Israël pourra, s’il le souhaite, participer à l’édition 2026 de l’Eurovision de la chanson à Vienne, en Autriche. Les membres de l’Union européenne de Radio-Télévision ont voté, jeudi 4 décembre, en faveur de nouvelles règles permettant la participation de tous. Les Pays-Bas, l’Irlande et l’Espagne, entre autres, ont aussitôt annoncé qu’ils boycotteront cette édition.
La décision a été prise au premier jour de l’assemblée générale de l’Union européenne de Radio-Télévision (UER) à Genève, lors d’un vote à bulletin secret. Les votants réunis au siège de l’UER à Genève ont approuvé « une série de modifications » du célèbre télé-crochet, « destinées à renforcer la confiance, la transparence et la neutralité de l’événement », rendant ainsi « éligibles » tous les membres souhaitant participer à l’Eurovision 2026, a annoncé l’organisation du concours dans un communiqué.
« Une large majorité des membres sont convenus qu’il n’était pas nécessaire de procéder à un nouveau vote sur la participation » d’Israël, et que l’édition 2026 « devait se dérouler comme prévu », a ajouté l’organisation du concours.
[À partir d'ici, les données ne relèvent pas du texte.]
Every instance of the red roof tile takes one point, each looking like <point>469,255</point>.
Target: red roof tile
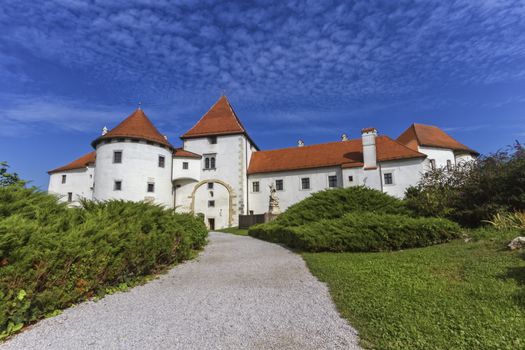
<point>179,152</point>
<point>220,119</point>
<point>346,154</point>
<point>136,126</point>
<point>430,136</point>
<point>79,163</point>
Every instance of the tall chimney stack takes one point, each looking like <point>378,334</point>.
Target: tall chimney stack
<point>368,136</point>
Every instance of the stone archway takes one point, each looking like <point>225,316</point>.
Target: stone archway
<point>231,193</point>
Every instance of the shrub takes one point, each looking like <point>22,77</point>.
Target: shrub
<point>334,203</point>
<point>474,192</point>
<point>52,256</point>
<point>360,232</point>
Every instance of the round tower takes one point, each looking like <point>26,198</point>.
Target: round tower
<point>134,162</point>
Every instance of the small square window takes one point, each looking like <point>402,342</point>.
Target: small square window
<point>305,183</point>
<point>117,186</point>
<point>117,156</point>
<point>151,187</point>
<point>332,181</point>
<point>389,179</point>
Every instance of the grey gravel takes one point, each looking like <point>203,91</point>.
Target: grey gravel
<point>240,293</point>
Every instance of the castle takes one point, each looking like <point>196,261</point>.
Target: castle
<point>221,173</point>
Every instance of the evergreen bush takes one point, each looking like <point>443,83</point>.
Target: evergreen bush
<point>52,256</point>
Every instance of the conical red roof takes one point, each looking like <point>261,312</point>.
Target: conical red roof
<point>136,126</point>
<point>219,120</point>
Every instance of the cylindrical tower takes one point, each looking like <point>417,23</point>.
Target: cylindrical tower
<point>134,162</point>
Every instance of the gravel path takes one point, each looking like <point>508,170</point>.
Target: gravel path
<point>240,293</point>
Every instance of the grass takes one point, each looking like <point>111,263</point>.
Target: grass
<point>452,296</point>
<point>234,230</point>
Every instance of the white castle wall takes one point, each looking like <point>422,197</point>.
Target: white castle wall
<point>78,181</point>
<point>292,193</point>
<point>139,166</point>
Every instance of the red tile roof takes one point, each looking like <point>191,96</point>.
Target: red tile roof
<point>346,154</point>
<point>136,126</point>
<point>79,163</point>
<point>220,119</point>
<point>179,152</point>
<point>431,136</point>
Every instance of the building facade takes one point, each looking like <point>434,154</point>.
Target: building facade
<point>220,172</point>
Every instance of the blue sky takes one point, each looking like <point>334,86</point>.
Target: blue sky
<point>292,69</point>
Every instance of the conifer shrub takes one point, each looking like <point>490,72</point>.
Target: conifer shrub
<point>360,232</point>
<point>334,203</point>
<point>52,256</point>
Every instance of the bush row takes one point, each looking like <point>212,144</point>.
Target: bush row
<point>360,232</point>
<point>52,256</point>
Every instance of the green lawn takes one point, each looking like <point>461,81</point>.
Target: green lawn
<point>234,230</point>
<point>451,296</point>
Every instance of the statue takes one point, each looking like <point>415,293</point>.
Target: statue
<point>274,201</point>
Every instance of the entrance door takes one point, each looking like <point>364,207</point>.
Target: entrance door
<point>211,224</point>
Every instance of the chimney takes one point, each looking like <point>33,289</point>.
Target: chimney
<point>368,136</point>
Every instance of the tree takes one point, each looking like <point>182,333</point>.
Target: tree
<point>7,179</point>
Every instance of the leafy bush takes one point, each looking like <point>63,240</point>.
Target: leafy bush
<point>334,203</point>
<point>360,232</point>
<point>473,192</point>
<point>52,256</point>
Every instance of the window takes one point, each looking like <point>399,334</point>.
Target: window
<point>151,187</point>
<point>117,156</point>
<point>305,183</point>
<point>117,186</point>
<point>209,161</point>
<point>389,179</point>
<point>332,181</point>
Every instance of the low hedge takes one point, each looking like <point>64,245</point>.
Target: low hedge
<point>360,232</point>
<point>335,203</point>
<point>52,256</point>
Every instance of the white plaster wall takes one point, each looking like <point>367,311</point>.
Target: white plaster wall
<point>441,155</point>
<point>231,164</point>
<point>220,212</point>
<point>405,173</point>
<point>78,181</point>
<point>292,192</point>
<point>193,171</point>
<point>139,166</point>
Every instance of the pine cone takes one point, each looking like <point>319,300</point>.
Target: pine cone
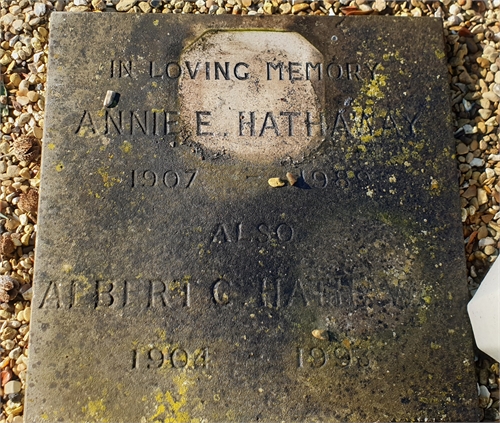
<point>7,247</point>
<point>9,288</point>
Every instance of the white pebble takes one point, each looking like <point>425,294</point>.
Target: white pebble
<point>454,9</point>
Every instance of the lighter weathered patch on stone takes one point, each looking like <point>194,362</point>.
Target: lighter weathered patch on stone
<point>253,111</point>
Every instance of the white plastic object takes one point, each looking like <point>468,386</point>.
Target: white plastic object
<point>484,313</point>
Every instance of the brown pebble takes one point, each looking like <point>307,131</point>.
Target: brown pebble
<point>29,201</point>
<point>6,375</point>
<point>26,148</point>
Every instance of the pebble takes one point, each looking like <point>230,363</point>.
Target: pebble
<point>40,9</point>
<point>125,5</point>
<point>275,182</point>
<point>477,162</point>
<point>12,387</point>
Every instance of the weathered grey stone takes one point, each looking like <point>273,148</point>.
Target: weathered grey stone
<point>173,283</point>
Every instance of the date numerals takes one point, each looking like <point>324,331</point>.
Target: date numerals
<point>169,358</point>
<point>317,358</point>
<point>173,179</point>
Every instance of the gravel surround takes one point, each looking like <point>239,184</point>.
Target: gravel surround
<point>472,34</point>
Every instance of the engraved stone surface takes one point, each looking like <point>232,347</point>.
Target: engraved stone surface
<point>174,283</point>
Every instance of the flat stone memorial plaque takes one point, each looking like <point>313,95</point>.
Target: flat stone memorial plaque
<point>174,283</point>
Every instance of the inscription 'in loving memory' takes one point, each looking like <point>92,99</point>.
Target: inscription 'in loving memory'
<point>241,71</point>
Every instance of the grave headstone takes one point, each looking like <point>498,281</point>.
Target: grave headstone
<point>176,281</point>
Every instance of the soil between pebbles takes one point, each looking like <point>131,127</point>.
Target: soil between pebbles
<point>472,34</point>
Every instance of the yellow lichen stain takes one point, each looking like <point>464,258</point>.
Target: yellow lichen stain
<point>170,409</point>
<point>67,268</point>
<point>94,410</point>
<point>107,180</point>
<point>126,147</point>
<point>94,194</point>
<point>422,316</point>
<point>439,54</point>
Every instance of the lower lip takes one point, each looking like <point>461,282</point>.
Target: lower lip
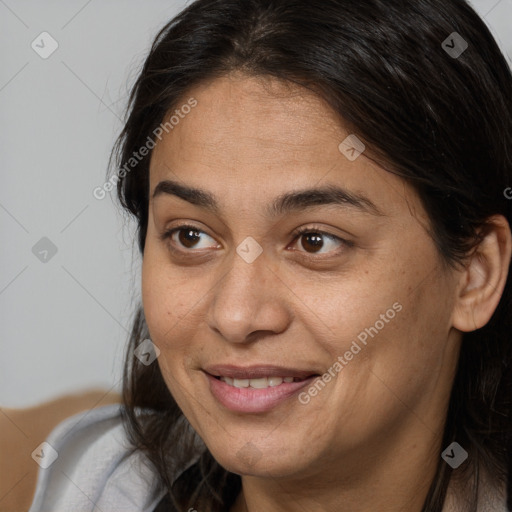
<point>251,400</point>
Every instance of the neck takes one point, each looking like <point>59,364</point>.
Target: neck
<point>389,477</point>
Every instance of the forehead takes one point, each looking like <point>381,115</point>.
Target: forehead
<point>261,136</point>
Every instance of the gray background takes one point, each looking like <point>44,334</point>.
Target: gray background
<point>65,322</point>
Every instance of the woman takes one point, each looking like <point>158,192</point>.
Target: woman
<point>321,198</point>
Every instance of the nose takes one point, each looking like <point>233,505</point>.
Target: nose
<point>249,302</point>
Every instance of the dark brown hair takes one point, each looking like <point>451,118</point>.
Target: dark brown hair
<point>443,123</point>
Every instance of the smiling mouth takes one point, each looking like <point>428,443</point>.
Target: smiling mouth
<point>260,383</point>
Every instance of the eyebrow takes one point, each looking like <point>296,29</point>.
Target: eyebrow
<point>288,202</point>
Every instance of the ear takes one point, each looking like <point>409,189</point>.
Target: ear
<point>482,282</point>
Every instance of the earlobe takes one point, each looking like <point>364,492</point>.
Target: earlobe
<point>482,282</point>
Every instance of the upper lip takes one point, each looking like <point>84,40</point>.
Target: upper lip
<point>256,371</point>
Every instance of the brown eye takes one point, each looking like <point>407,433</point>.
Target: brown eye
<point>185,238</point>
<point>188,237</point>
<point>315,241</point>
<point>312,242</point>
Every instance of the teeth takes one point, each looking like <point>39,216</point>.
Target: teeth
<point>261,383</point>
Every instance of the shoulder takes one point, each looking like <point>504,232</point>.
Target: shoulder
<point>24,429</point>
<point>88,464</point>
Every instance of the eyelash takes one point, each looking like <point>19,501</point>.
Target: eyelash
<point>167,235</point>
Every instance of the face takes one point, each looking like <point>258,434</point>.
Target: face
<point>275,261</point>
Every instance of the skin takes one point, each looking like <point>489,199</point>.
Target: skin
<point>377,425</point>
Israël « mérite d’être représenté sur toutes les scènes du monde », a déclaré le président israélien Isaac Herzog en se félicitant de la décision de l’Eurovision d’autoriser son pays à participer à l’édition 2026 du concours européen de la chanson. « Je suis heureux du fait qu’Israël participera une nouvelle fois à l’Eurovision (…), et j’espère que cette compétition restera un événement qui promeut la culture, la musique, l’amitié entre les nations et la compréhension culturelle transfrontalière », poursuit Isaac Herzog. « Merci à tous nos amis qui ont défendu le droit d’Israël de continuer à contribuer et à concourir à l’Eurovision », ajoute-t-il.
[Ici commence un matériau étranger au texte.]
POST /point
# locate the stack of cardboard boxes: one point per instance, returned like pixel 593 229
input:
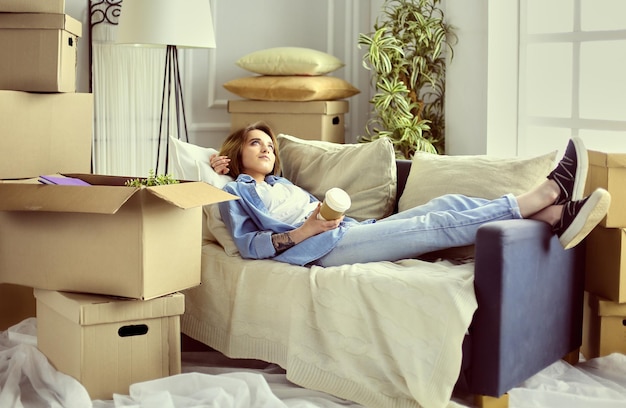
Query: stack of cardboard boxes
pixel 39 132
pixel 604 328
pixel 106 261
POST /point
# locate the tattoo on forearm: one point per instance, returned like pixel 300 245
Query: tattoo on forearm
pixel 282 242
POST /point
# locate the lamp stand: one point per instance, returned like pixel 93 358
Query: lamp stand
pixel 171 79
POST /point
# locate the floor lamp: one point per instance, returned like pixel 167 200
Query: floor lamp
pixel 171 24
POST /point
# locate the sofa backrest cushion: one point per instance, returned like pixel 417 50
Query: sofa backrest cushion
pixel 482 176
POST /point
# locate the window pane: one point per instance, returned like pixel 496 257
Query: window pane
pixel 552 16
pixel 602 84
pixel 604 140
pixel 540 139
pixel 601 15
pixel 549 80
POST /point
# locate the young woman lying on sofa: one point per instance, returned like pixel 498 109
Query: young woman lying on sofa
pixel 276 219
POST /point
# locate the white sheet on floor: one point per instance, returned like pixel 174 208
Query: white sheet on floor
pixel 28 380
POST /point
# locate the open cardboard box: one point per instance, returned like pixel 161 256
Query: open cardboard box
pixel 105 238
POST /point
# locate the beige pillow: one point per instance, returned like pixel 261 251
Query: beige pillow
pixel 291 88
pixel 482 176
pixel 289 61
pixel 366 171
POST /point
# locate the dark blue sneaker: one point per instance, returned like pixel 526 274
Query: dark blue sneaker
pixel 571 172
pixel 580 217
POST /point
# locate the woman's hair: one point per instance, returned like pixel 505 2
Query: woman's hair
pixel 233 145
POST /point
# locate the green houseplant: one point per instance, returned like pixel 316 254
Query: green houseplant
pixel 406 53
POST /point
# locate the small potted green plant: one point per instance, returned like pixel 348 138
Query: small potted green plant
pixel 151 180
pixel 407 53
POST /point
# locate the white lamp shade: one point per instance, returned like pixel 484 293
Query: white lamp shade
pixel 183 23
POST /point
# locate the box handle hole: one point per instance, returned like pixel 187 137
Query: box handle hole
pixel 133 330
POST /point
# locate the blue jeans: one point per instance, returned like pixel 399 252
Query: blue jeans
pixel 444 222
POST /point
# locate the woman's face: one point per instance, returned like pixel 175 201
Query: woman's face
pixel 257 155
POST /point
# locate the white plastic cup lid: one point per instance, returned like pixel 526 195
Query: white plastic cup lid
pixel 338 200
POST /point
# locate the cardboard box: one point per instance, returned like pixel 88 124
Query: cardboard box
pixel 605 271
pixel 32 6
pixel 604 327
pixel 16 304
pixel 316 120
pixel 39 52
pixel 44 133
pixel 104 238
pixel 608 170
pixel 109 343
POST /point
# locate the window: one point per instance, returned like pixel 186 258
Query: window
pixel 572 78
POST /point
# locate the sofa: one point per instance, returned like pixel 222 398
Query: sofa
pixel 529 292
pixel 517 293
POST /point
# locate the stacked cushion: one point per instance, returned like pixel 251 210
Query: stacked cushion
pixel 290 74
Les diffuseurs doivent désormais confirmer ou pas leur participation au concours, la liste complète devant être annoncée « avant Noël », selon l’UER.
Des boycotts immédiats
Dans la foulée, plusieurs diffuseurs ont annoncé qu’ils ne participeraient pas à l’Eurovision 2026 prévue en Autriche. Parmi eux, les Pays-Bas qui, via le diffuseur néerlandais Avrotros, évoquent une « incompatibilité » de ses valeurs avec la participation d’Israël. « Après avoir pesé tous les aspects, Avrotros conclut que, dans les circonstances actuelles, la participation n’est pas compatible avec les valeurs publiques fondamentales de notre organisation », a déclaré le diffuseur dans un communiqué.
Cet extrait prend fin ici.